Ibsen - Alguns fatos são pequenos, mas de grande significado. O automóvel popular comprado com sobras de campanha (o Fiat Elba) foi um fato pequeno, mas, no contexto, foi um elo entre o que surgia e a figura do presidente. Isso conjugado com a baixa sustentação política produziu a combustão, o incêndio da CPI. E o Congresso foi o bombeiro desse incêndio.
ZH - Qual era o clima no Congresso nos dias anteriores à votação?
Ibsen - As convicções sofreram grande aceleração na reta final. Na semana antes da votação, recebemos uma comitiva da Austrália no Congresso. No almoço, perguntaram como conseguiríamos obter os dois terços dos votos, escore necessário para afastar um presidente com eleito com 35 milhões de votos. Respondi que era mais fácil obtermos a unanimidade.
ZH - Collor estava tão isolado assim?
Ibsen - Em condições normais, se fosse preciso que os líderes da oposição buscassem votos, o impeachment não passaria, pois a correlação de forças não daria os dois terços a favor do impeachment. Usei a frase para sintetizar o andamento da crise política. Os votos contrários foram mais manifestações pessoais de apoio ao presidente do que uma resistência.
ZH - E o clima no plenário? O impeachment era dado como certo?
Ibsen - Nas ruas, o Brasil fervia, mas no plenário o clima era glacial. Diante do potencial explosivo da sessão, conseguimos dar andamento a um ritual britânico. Poucos deputados quiseram falar em defesa do presidente. E quem queria a cassação não discursou, limitou-se a orientar a bancada, a fim de acelerar a sessão.
ZH - Com o impeachment aprovado, havia o medo do retorno dos militares?
Ibsen - Quando o colégio eleitoral consagrou Tancredo Neves, foi um sinal de que o regime militar estava esgotado. A campanha das Diretas esgotou o regime militar. Não havia temor, clima, nem desejo dos militares de voltar. Ficou claro que a arbitragem seria política.

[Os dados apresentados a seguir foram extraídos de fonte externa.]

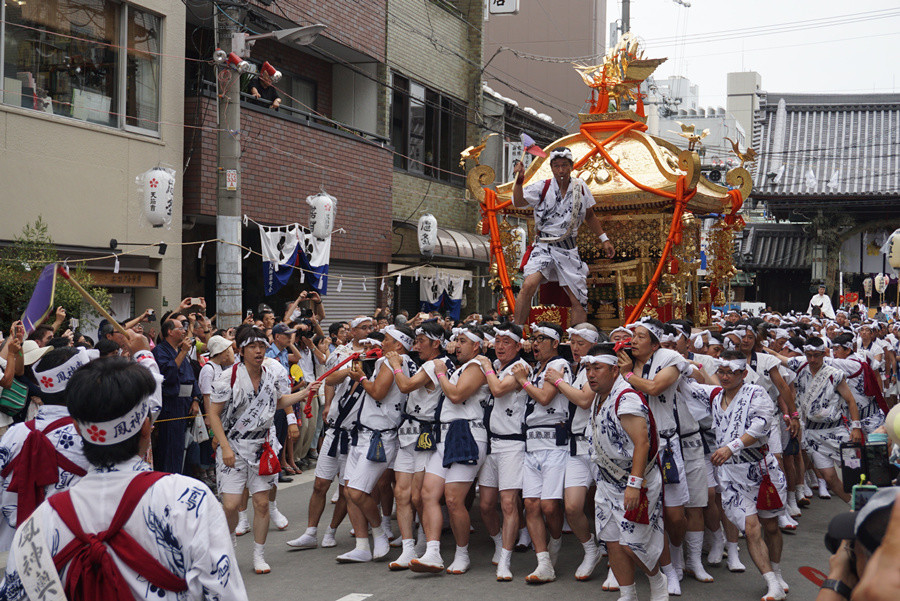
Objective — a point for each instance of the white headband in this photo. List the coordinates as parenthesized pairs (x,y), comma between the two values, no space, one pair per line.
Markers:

ZH - O que representou o impeachment?
Ibsen - Esse pedido que prosperou foi o 12º que chegou à Câmara naquela oportunidade. O impeachment foi a culminância de uma crise política. A nossa tradição republicana é de arbitragem militar, de presidente deposto pela força. Foi a primeira vez na história da República que a arbitragem de uma crise política foi feita pelo Legislativo.
ZH - E que lições esse processo deixou?
Ibsen - Certos momentos da história são simbólicos na medida em que representam mais do que efetivamente são. O impeachment teve conteúdo consolidador. Não tínhamos experiência de um processo maduro de impeachment e ele marcou para o bem nossa democracia. Espero e confio que a nossa opção democrática seja permanente e eterna.